Bloquées à Montréal, des turbines destinées à un gazoduc russe pourraient être renvoyées en Allemagne
Mis à jour hier à 19h34
Mélanie Marquis La Presse
(Ottawa) Le Canada autorise Siemens à contourner les sanctions contre le régime de Vladimir Poutine. Il lui a donné le feu vert samedi pour envoyer des turbines en réparation à l’usine de Dorval qui, selon l’Allemagne, assurent le fonctionnement du gazoduc Nord Stream 1.
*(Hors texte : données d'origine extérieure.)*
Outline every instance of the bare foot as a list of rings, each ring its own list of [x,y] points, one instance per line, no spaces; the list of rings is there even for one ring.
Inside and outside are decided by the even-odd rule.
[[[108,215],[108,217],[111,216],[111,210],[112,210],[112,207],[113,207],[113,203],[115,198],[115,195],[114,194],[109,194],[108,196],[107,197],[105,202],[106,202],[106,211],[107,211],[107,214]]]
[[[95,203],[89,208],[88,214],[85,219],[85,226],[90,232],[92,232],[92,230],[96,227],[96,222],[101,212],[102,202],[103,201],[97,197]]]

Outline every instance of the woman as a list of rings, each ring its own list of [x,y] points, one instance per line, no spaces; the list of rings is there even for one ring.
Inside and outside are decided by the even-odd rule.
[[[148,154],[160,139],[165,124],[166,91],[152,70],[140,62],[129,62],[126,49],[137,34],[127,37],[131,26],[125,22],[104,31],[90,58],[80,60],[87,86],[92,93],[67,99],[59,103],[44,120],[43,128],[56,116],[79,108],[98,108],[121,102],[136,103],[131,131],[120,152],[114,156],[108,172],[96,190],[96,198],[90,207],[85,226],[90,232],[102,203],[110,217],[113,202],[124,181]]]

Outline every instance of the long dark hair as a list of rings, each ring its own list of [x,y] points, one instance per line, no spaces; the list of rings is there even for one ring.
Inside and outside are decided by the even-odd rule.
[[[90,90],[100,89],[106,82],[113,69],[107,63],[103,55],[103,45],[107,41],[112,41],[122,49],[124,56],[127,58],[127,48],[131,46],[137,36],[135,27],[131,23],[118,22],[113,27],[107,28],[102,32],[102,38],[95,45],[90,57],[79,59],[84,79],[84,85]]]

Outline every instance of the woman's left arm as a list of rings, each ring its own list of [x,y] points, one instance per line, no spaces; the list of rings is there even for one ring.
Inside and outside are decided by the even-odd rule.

La libération est susceptible de mettre en colère l’Ukraine, qui a fait pression pour persuader Ottawa de ne pas jeter de lest et ainsi saper l’unité entre les alliés occidentaux sur le régime de sanctions actuel contre Moscou.
L’Allemagne, pour sa part, prêchait le contraire ; Le Canada était donc pris entre le marteau et l’enclume, obligé de choisir entre deux alliés importants et de détester l’un d’eux. En fin de compte, cependant, la balance pencha en faveur de Berlin.
“Le Canada accordera à Siemens Canada un permis révocable et limité dans le temps pour permettre aux turbines Nord Stream 1 réparées de retourner en Allemagne”, a déclaré le ministre des Ressources naturelles, Jonathan Wilkinson, dans un communiqué.
Sans l’approvisionnement nécessaire en gaz naturel, l’économie allemande souffrira de manière très significative et les Allemands eux-mêmes pourraient ne pas être en mesure de chauffer leurs maisons à l’approche de l’hiver.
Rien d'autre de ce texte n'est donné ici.